PCPs Use More Diagnostic Codes; Pay Should Follow

Marcia Frellick

December 05, 2014

Primary care physicians, especially family physicians, use many more diagnostic codes than specialists do, and that complexity of care should be reflected in their pay, say authors of an article published in the December issue of American Family Physician.

Joshua Freeman, MD, a researcher from the Robert Graham Center for Policy Studies in Family Medicine and Primary Care in Washington, DC, and colleagues used data from the 2010 National Ambulatory Medical Care Survey to count diagnostic codes used by primary care physicians in comparison with other specialists. Family physicians, they found, use 23 diagnostic codes in 50% of their coding. Among specialists they studied, cardiologists use six in half their coding, and psychiatrists use three.

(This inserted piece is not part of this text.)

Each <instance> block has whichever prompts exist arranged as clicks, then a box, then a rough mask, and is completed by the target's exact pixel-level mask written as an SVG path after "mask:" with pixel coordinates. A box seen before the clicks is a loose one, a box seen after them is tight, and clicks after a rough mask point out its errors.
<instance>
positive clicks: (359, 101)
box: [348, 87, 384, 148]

Longstanding assumptions that specialists are paid more because of the training and skill required to master a specialty miss the skill that primary care providers need to manage many interacting conditions, they say. "Even a complicated task, such as managing a single chronic condition, becomes simpler and more routine when it is constantly repeated," the authors write.

They conclude that the Centers for Medicare & Medicaid Services should account for the complexity of primary care physician care, and the time it takes, and adjust the fee schedule accordingly.

A Bit More Complex

Harold Miller, president and chief executive officer of the Center for Healthcare Quality and Payment Reform in Pittsburgh, Pennsylvania, told Medscape Medical News that diagnosis codes should not be the measure of complexity.

"If you have nasal congestion and a bruise on your arm, does that mean you're harder to manage than if I have a brain tumor?" he says. "Some of those diagnoses have fairly straightforward, well-known, evidence-based treatments. Others do not and require a lot of judgment and a lot of choices."

He does agree that the fee structure does not reflect the complexity of treating each patient and also does not account for how severe a patient's condition is, nor reflect the difficulty primary care physicians are faced with in diagnosing across such a broad range of diagnoses.

"We basically have forced family physicians into trying to do all of that in the course of a 15-minute visit," he notes.

Benjamin Sommers, MD, PhD, a primary care physician and assistant professor of health policy and economics at Harvard School of Public Health in Boston, Massachusetts, told Medscape Medical News that it is not the complexity of the office procedures that are currently driving pay scales, but the number of procedures.

"For instance, if you look at subspecialists who are managing thyroid or diabetes care, or infectious disease doctors who are not doing a lot of procedures but are dealing with the same kinds of evaluation and management visits that primary care doctors are facing, there's not a big pay disparity there."

Regardless, pay scales continue to be debated, but the gap between primary care and most specialists' pay is unlikely to change anytime soon, he says.

The authors, Miller, and Dr Sommers have disclosed no relevant financial relationships.